4. Fachtagung der Gesellschaft für Kognitionswissenschaft KogWis99
Tagungsbericht von Annekatrin Klopp und Annette Lessmöllmann, Hamburg


zurück zur KogWis99 Hauptseite

Vom 28.9. - 1. 10.99 war Bielefeld Veranstaltungsort für die 4. Fachtagung der Gesellschaft für Kognitionswissenschaft. Die 1994 gegründete GK beheimatet deutschsprachige Kognitionswissenschaftler aus den Disziplinen Psychologie, Linguistik, Informatik, Philosophie und den Neurowissenschaften. Die Fachtagungen sollen die verschiedenen Disziplinen zusammenführen und insbesondere ein Forum für interdisziplinäre Beiträge bieten, um eine eigenständige Interdisziplin zu schaffen.

Die KogWis99 verfolgte diese Ziele gewinnbringend: 44 Beiträge wurden geschickt in 10 disziplinenübergreifende Sektionen aufgeteilt, in denen fruchtbare Diskussionen stattfanden.
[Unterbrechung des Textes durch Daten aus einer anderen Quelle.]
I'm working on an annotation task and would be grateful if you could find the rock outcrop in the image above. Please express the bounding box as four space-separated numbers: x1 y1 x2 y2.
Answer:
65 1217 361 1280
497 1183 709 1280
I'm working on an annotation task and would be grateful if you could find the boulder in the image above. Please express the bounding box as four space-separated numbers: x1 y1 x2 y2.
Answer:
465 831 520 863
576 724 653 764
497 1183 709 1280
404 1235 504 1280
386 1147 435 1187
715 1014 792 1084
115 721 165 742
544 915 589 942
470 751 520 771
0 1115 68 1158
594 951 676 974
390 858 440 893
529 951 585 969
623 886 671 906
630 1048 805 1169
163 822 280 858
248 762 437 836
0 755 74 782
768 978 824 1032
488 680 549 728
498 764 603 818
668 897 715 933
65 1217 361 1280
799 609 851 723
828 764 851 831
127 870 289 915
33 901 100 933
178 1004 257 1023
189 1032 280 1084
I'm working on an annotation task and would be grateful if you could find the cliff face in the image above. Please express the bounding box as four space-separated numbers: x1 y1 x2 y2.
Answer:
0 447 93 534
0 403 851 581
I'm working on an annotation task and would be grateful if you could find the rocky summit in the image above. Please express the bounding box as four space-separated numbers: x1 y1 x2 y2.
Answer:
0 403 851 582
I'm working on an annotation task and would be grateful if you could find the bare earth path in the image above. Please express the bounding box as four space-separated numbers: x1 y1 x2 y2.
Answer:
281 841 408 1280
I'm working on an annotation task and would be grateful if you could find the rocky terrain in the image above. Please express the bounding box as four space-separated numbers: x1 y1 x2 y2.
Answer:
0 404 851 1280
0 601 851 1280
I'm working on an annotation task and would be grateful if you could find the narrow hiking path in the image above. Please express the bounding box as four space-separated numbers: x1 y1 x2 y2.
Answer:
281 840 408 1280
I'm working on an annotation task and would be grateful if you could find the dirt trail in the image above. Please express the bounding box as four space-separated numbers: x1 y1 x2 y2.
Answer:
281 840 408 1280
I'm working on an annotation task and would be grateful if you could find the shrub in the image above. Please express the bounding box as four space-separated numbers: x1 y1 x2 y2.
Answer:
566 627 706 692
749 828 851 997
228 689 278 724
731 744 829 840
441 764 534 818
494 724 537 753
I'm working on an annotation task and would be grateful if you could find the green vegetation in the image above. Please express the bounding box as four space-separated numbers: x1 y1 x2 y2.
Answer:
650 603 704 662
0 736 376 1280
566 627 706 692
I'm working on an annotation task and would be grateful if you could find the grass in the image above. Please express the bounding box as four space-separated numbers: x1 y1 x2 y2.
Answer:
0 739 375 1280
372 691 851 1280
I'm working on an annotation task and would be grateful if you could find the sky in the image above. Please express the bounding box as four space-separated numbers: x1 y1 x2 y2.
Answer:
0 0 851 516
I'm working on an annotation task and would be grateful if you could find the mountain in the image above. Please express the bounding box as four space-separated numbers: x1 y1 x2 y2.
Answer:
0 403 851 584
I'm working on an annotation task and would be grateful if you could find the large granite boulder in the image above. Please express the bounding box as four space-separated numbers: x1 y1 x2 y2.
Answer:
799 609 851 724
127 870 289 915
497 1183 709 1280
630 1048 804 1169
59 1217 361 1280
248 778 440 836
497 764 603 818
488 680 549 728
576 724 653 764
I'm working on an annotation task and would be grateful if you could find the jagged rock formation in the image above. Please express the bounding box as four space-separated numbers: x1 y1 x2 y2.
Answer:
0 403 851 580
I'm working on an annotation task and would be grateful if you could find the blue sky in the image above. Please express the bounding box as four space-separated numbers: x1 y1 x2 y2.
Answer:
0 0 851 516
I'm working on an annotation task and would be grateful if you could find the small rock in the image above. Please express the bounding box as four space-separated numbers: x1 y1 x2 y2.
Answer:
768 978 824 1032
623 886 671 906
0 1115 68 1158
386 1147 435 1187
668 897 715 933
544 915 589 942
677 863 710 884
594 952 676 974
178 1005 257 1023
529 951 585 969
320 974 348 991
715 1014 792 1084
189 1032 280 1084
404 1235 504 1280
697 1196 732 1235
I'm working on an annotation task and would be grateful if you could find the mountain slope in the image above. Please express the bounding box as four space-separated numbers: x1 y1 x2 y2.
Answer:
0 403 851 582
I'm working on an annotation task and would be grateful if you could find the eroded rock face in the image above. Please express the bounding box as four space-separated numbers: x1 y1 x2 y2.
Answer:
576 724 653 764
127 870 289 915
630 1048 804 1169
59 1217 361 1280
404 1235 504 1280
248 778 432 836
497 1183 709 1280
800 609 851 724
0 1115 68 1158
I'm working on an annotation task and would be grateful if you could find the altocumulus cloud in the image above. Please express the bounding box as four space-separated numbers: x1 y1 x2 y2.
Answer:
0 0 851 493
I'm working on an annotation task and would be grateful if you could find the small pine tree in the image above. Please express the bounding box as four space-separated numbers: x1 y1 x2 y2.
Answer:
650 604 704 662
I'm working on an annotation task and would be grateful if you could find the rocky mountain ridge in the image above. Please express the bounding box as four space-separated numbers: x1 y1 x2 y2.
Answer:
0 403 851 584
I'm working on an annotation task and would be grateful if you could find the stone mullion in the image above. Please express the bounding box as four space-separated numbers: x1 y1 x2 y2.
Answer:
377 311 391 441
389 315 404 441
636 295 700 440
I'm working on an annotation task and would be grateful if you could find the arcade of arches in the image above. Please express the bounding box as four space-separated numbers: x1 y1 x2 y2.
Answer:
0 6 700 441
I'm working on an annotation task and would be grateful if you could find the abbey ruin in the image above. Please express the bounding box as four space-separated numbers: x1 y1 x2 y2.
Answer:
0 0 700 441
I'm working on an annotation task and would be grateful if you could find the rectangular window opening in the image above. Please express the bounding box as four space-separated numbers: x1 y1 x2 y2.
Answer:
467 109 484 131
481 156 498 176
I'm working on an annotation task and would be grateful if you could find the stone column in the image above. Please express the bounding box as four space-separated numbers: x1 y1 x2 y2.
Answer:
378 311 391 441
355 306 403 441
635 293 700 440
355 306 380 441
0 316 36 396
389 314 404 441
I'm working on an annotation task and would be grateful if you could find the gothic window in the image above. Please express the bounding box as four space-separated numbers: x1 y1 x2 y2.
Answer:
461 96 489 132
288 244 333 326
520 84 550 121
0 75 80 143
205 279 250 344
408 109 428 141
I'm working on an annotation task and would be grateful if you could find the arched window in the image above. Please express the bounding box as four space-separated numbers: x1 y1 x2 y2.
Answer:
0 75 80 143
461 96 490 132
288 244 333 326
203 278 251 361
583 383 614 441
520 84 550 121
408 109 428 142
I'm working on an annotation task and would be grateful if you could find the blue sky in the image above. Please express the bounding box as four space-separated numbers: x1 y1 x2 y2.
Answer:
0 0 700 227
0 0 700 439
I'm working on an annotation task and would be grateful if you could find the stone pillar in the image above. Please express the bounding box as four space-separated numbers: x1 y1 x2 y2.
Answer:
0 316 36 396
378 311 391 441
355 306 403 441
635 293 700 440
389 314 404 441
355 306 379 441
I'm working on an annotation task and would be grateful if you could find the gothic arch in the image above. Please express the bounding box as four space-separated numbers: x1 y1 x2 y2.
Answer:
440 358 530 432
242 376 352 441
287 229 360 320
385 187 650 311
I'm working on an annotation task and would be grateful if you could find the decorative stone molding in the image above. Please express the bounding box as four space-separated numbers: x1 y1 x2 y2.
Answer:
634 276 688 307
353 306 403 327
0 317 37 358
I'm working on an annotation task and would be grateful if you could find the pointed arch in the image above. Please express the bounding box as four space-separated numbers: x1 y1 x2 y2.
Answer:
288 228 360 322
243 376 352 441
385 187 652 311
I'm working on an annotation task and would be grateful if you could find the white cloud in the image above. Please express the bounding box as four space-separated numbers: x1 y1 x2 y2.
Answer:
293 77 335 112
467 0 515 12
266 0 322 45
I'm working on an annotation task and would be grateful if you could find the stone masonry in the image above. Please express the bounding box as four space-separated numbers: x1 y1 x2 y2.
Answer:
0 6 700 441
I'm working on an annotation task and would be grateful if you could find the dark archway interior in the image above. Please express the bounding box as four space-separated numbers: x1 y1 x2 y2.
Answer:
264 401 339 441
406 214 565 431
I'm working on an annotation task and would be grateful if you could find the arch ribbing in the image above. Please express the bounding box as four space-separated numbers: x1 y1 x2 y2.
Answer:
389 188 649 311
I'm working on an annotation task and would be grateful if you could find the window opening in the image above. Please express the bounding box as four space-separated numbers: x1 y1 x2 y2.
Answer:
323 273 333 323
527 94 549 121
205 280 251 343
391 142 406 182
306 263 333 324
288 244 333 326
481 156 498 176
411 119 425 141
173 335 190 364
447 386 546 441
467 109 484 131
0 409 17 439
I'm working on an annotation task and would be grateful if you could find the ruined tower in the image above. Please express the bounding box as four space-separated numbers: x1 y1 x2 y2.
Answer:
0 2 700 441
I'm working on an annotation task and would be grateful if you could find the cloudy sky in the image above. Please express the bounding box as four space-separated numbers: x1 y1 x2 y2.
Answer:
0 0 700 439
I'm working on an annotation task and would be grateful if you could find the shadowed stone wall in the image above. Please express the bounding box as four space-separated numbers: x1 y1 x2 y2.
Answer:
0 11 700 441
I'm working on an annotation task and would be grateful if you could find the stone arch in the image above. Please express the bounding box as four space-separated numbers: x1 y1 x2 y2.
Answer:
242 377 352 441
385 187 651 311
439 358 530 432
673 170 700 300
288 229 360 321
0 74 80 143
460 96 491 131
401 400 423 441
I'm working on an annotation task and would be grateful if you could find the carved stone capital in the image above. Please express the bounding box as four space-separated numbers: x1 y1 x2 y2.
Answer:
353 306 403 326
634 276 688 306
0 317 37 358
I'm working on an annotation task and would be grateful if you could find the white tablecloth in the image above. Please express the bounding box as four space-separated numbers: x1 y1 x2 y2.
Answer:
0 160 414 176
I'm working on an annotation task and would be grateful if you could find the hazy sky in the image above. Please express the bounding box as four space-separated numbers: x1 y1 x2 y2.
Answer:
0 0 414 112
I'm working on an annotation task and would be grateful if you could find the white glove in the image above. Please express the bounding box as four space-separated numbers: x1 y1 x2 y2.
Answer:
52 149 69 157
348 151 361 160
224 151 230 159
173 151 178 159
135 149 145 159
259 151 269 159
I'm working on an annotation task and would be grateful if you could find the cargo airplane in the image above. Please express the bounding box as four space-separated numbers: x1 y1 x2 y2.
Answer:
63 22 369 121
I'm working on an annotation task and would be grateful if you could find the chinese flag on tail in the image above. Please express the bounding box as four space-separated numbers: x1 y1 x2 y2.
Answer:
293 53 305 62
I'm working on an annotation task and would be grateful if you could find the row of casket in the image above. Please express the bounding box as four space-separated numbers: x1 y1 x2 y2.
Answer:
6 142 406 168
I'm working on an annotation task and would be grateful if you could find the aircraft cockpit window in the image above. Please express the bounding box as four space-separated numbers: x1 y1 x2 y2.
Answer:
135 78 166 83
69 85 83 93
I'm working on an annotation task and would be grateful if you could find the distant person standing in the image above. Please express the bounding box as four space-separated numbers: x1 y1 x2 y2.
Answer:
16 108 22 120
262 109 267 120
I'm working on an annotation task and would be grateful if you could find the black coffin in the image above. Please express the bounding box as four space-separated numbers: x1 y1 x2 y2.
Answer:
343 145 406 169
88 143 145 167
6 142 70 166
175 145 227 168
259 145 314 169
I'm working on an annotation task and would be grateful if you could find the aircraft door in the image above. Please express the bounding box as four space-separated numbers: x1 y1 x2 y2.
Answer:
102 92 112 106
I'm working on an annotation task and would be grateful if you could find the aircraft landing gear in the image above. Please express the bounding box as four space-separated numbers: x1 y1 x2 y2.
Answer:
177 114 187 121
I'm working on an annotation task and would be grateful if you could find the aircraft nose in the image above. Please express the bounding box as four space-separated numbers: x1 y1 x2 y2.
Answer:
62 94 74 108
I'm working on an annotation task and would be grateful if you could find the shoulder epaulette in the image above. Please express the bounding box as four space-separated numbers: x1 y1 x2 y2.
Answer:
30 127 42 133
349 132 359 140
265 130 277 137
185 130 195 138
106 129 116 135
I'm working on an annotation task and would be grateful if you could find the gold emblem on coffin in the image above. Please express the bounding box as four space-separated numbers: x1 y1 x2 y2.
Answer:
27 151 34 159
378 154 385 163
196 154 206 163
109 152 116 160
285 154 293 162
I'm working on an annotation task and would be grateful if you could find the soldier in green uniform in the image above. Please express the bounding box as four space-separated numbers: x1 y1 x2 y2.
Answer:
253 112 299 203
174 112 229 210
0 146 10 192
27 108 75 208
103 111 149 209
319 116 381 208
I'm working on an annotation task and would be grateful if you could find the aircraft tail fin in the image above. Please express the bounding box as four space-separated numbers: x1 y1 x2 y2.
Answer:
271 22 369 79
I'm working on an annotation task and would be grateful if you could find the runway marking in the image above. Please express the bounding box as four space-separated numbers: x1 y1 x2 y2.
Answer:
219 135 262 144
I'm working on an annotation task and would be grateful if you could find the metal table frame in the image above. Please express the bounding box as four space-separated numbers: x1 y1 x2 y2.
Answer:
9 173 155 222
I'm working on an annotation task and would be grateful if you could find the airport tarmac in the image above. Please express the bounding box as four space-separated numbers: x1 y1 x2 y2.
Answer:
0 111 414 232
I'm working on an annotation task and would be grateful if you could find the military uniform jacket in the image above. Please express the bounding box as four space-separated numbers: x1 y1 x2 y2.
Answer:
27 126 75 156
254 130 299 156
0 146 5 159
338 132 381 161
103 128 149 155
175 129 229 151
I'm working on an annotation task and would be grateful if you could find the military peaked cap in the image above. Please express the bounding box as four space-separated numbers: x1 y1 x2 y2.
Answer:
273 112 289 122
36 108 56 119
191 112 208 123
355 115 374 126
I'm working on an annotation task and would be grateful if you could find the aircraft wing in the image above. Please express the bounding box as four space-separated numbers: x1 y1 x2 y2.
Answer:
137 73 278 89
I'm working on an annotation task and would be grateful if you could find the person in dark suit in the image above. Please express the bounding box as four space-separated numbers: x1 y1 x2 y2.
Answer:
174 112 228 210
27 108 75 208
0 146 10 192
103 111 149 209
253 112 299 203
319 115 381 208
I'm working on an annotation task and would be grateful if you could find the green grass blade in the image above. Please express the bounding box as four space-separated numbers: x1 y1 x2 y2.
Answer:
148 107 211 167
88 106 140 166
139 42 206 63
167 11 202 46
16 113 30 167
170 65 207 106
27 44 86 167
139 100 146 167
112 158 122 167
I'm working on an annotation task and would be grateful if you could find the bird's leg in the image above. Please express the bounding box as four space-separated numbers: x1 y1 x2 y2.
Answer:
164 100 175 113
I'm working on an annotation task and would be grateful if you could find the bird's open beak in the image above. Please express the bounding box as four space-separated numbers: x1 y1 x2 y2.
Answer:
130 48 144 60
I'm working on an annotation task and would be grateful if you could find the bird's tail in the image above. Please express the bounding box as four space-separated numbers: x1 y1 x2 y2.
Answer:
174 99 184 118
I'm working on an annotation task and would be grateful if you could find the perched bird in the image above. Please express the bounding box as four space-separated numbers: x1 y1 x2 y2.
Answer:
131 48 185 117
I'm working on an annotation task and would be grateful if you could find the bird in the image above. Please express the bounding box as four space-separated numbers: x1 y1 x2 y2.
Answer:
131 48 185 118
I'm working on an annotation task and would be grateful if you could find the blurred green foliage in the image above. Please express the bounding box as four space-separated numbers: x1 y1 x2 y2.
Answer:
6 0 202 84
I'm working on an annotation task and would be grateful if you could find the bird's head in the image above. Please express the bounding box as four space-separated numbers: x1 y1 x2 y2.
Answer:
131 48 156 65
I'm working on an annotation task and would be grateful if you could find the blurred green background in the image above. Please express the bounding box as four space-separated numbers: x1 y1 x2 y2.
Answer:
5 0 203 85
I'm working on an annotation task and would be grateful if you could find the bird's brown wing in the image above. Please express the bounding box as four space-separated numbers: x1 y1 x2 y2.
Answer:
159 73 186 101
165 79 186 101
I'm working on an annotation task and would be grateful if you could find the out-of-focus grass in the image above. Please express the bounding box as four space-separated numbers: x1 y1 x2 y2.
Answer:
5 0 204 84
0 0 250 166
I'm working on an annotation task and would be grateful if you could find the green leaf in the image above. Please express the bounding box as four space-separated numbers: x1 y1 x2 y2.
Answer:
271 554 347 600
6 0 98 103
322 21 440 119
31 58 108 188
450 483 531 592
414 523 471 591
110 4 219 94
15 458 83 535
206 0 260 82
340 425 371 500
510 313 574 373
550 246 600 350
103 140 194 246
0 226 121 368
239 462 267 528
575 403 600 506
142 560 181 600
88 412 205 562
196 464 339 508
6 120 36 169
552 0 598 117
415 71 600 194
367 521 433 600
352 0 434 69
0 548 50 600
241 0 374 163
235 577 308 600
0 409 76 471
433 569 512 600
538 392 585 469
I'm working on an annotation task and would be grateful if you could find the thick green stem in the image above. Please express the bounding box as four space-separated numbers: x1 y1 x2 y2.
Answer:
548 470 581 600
Interdisziplinarität bedeutet auch, die Beiträge auf ein breites Publikum auszurichten: Besonders die Neulinge auf kognitionswissenschaftlichem Terrain zeigten sich beeindruckt, wieviel Information und Anregung für die eigene Arbeit dies hervorbringt.

Die 181 Teilnehmer konnten neben den parallelen Sektionen an fünf eingeladenen Hauptvorträgen und drei Workshops teilnehmen, zudem wurden 18 Poster präsentiert.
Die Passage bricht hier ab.